Horvath clamped his lips.

“All right, Doctor, try this. Suppose you left your car on a hill with the brakes off and the wheels turned the wrong way, and suppose it rolled down the hill and killed four people. What’s your ethical position?”

“Terrible. Make your point, Renner.”

“The Moties are at least as intelligent as we are. Granted? OK. They built a meteor defense. They had an obligation to see to it that it did not fire on neutral space craft.”

Horvath sat there for what seemed a long time, while Kevin Renner thought about the limited capacity of the hot-water tanks in officers’ country. That bad-taste expression was natural to Horvath, Renner saw; the lines in his face fell into it naturally and readily. Finally the Science Minister said, “Thank you, Mr. Renner.”
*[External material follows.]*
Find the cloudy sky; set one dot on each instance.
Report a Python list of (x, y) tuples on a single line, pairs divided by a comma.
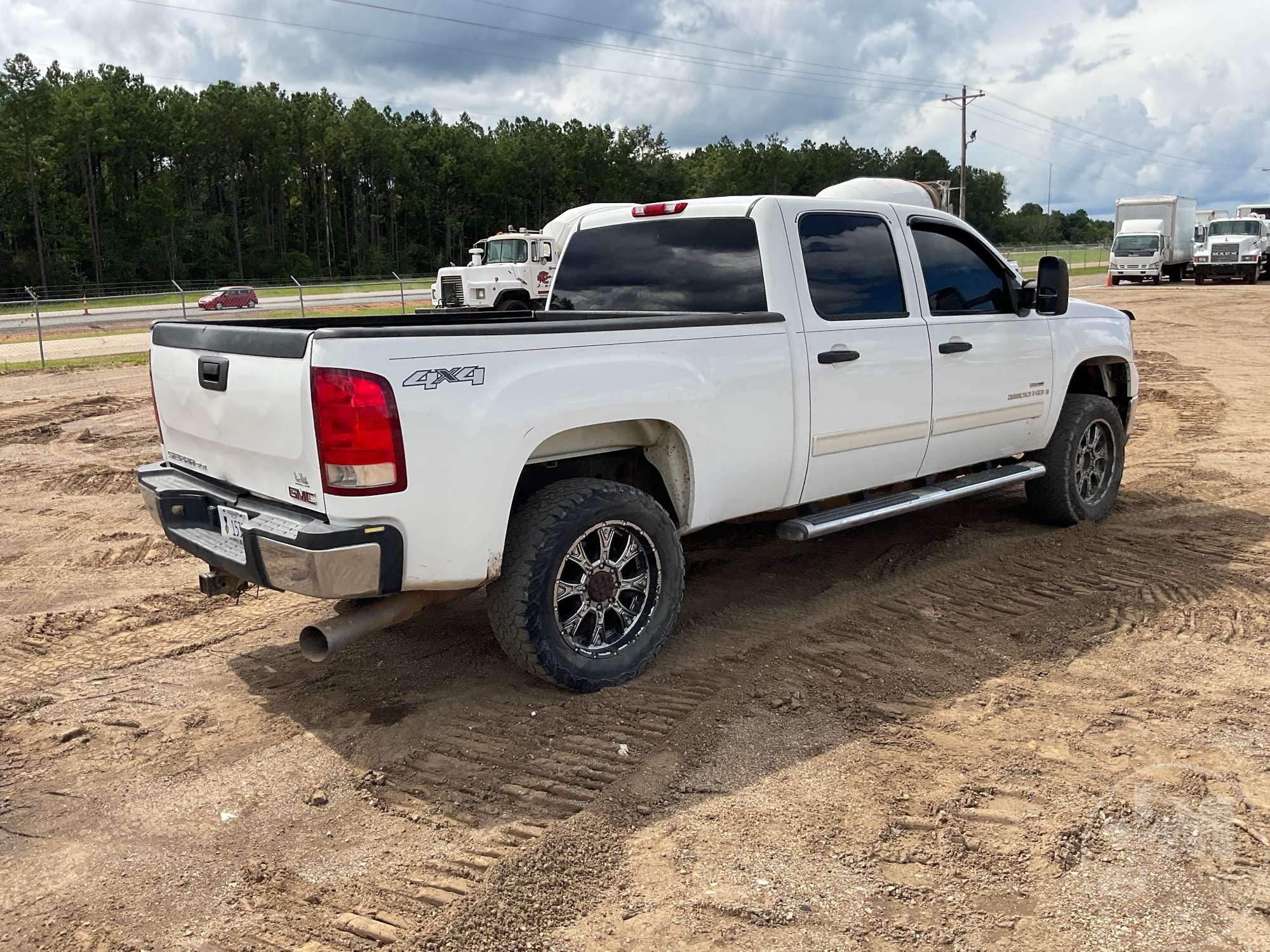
[(1123, 97)]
“You’re welcome.” Renner stood.

An alarm sounded.

“Oh, Lord. That’s me.” Renner dashed for the bridge.


They were deep within the Eye: deep enough that the thin starstuff around them showed yellow. The Field indicators showed yellow too, but with a tinge of green.

All this Renner saw as he glanced around at half a dozen screens on the bridge. He looked at the plots on his own screens; and he did not see the battleship. “Lenin’s Jumped?”

“Right,” Midshipman Whitbread said. “We’re next, sir.” The red-haired middie’s grin seemed to meet at the back of his head.

Blaine sailed into the bridge without touching the companionway sides. “Take the con, Mr. Renner. The pilot ought to be at your station now.”

“Aye aye, sir,” Renner turned to Whitbread. “I relieve you.” His fingers danced across the input keys, then he hit a line of buttons even as the new data flowed onto his screen. Alarms went off in rapid succession: JUMP STATIONS, BATTLE STATIONS, HEAVY ACCELERATION WARNING.

MacArthur prepared herself for the unknown.